Running the Hamster Wheel of the Good Life

Today has been a long day. I’ve opened and closed CubeSpace before (which I’m doing today). I’ve opened at CubeSpace and then gone done to Salem (which I did today). I’ve been done to Salem and I’ve closed at CubeSpace before (which I’m doing today). But never before have I opened CubeSpace, gone to Salem, returned from Salem, and been back at CubeSpace for a few more hours before closing. Frankly, I’m thinking this isn’t my favorite way to spend a day.

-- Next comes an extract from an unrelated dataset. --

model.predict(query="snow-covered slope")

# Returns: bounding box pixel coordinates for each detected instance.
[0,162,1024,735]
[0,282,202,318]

All of the parts individually have been good, rewarding etc. It’s just that when I went to look at the paper in the breakroom, and found a section, I realized I’d already read it, and it must have been yesterday’s paper. Then I looked more closely, and realized it had today’s date on it. That was the point at which I realized that this morning felt like much too long ago.

Nonetheless, in another hour I get to go home and sleep the sleep of the righteous, or whatever. At least sleep hard. I’m sort of fighting off a bit of a cold, I believe.  Thus, perhaps I have less energy than I sometimes do.

My point, however, and I do have one (which is rare enough in and of itself), is that despite how I feel now physically, I feel good about what I’m doing occupationally. I have two work situations which I find rewarding, in which I do a relatively good job, and in which I am recognized for what I do (admittedly, at CubeSpace, the staff often recognize me for what I don’t do, like not getting in their way…but they are always very positive about it).

At CubeSpace, a part of my self-designated role is court jester. I’m the one who is easily and often made fun of (most often by myself, in fact). Congregationally, I’m the rabbi, if a somewhat casual version of the rabbinate, or at least a rabbi who doesn’t take myself particularly seriously (note: it’s really hard to take yourself seriously if you spend much time teaching kids; between kindergarteners who really aren’t sure what a rabbi is, and adolescents who will throw me a tissue box which may hit me in the nose instead of being caught, it’s just hard to take oneself seriously). In both places, however, I’m one of the people who sets the tone of the organization, so I guess it’s a good thing that I’m fond of both organizations, like both cultures.

So the take away message I’ve been dancing around: even when I’m tired, sick and spent 2.5 hours driving through dense fog today, I love my work.